For some added confusion, the space is occasionally reconfigured by turning portals on/off at runtime, further violating expectations.

This is rather similar to seamless portals, but yields stronger immersion and is generally an interesting approach I wanted to try out. In particular, gravity behaves consistently across portals, and objects are entirely glitch-free around them. The player is only ever visible once. On the other hand, this approach can not sensibly support multi-player games; a more traditional portal based engine would be more appropriate there, where the same object may be seen multiple times on the screen. Sadly that approach would appear rather confusing in places where this would cause the player themselves to show up multiple times at once, which is why I did not go with it.

In 3D games with transparent portals/warpzones, immersion is usually achieved by treating each portal as a dynamic texture surface which shows a view out of a camera projected to the other side. An open source implementation of this can e.g. be found in Xonotic. The reason why this works is that only those parts of an object are shown that have a line of sight to the player - as expected in a first person game. Implementing a third person view that way is already a bit more tricky but usually one can work around the view origin mismatching but being close to the player origin; however what is usually not possible with transparent portals in a top-down or other 2D-ish view, as conflicting (e.g. self-overlapping) geometry may need to be rendered to the screen at the same time.

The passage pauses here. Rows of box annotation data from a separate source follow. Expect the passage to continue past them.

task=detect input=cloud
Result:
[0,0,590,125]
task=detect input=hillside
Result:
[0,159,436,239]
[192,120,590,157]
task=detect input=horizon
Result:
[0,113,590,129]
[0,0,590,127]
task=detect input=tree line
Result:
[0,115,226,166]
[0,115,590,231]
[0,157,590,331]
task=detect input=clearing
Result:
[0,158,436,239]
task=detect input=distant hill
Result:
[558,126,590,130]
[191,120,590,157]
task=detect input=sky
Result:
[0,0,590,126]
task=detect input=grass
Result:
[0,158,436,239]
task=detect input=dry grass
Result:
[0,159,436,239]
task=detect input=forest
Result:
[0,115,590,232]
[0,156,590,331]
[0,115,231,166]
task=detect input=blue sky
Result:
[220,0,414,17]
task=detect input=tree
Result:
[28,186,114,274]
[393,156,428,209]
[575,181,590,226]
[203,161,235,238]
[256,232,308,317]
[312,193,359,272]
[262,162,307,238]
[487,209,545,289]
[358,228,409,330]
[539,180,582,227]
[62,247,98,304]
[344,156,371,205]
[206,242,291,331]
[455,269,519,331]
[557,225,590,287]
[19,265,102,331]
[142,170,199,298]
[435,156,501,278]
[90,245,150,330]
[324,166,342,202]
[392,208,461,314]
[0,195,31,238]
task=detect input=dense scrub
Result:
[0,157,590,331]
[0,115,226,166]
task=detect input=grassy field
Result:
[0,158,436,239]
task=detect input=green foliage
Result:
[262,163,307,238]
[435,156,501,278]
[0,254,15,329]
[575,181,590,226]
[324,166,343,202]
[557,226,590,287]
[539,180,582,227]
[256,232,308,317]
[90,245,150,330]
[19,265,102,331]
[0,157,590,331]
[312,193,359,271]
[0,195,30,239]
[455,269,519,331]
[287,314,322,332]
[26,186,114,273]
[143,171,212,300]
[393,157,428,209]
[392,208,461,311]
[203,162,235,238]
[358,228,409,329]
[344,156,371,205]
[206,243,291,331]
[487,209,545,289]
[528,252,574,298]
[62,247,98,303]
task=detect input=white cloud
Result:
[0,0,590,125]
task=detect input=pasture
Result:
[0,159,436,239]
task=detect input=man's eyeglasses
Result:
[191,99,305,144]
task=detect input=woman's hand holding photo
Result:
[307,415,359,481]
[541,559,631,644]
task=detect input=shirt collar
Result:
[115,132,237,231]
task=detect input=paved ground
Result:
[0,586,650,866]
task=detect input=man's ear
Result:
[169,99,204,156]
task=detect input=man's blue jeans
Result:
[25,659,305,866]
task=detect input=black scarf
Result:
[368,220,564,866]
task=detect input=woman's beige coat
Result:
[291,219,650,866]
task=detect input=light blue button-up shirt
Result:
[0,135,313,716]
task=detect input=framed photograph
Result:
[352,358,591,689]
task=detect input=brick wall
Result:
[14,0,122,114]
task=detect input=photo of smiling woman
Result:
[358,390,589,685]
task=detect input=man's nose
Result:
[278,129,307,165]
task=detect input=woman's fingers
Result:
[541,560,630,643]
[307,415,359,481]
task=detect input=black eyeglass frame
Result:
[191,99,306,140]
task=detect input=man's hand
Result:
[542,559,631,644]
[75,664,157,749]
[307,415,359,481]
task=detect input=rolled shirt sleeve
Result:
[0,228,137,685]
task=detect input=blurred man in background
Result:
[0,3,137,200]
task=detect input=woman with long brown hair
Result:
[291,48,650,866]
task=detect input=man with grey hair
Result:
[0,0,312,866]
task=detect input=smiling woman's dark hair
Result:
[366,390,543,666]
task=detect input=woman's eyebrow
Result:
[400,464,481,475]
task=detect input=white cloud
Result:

There are however two approaches to solve this:

  • Design levels so that conflicting geometry is never on screen.
    • In other words, when transparently teleporting in order to move the player past a portal, a screen-sized environment of the source position must always match a screen-sized environment of the destination position.
    • This approach is simple and very immersive and has already been used in the original Super Mario Bros. game on the NES.
    • It however is not very flexible as any impossible geometry has to be rather large and behave fully Euclidean on every screen-sized environment around positions the player can visit.
  • Hide anything that has no line of sight to the player.
    • This actually matches the approach used in first person 3D games
    • With this approach, the game needs to be consistent with Euclidean geometry only in small environments around each object.
      • In this implementation, the consistency requirement is that an 1-tile environment around every portal must match, and that the same "screen tile" cannot be reached by a 1-tile environment around a line of sight through two different sets of portals at the same time.
      • As this game demonstrates, this can yield rather interesting while still obvious non-Euclidean topologic properties.
    • This is the approach has been explored in this game as well - but very likely for the first time in a two dimensional game.

License

This project is released under the Apache 2.0 License.

Disclaimer

This is not an officially supported Google product.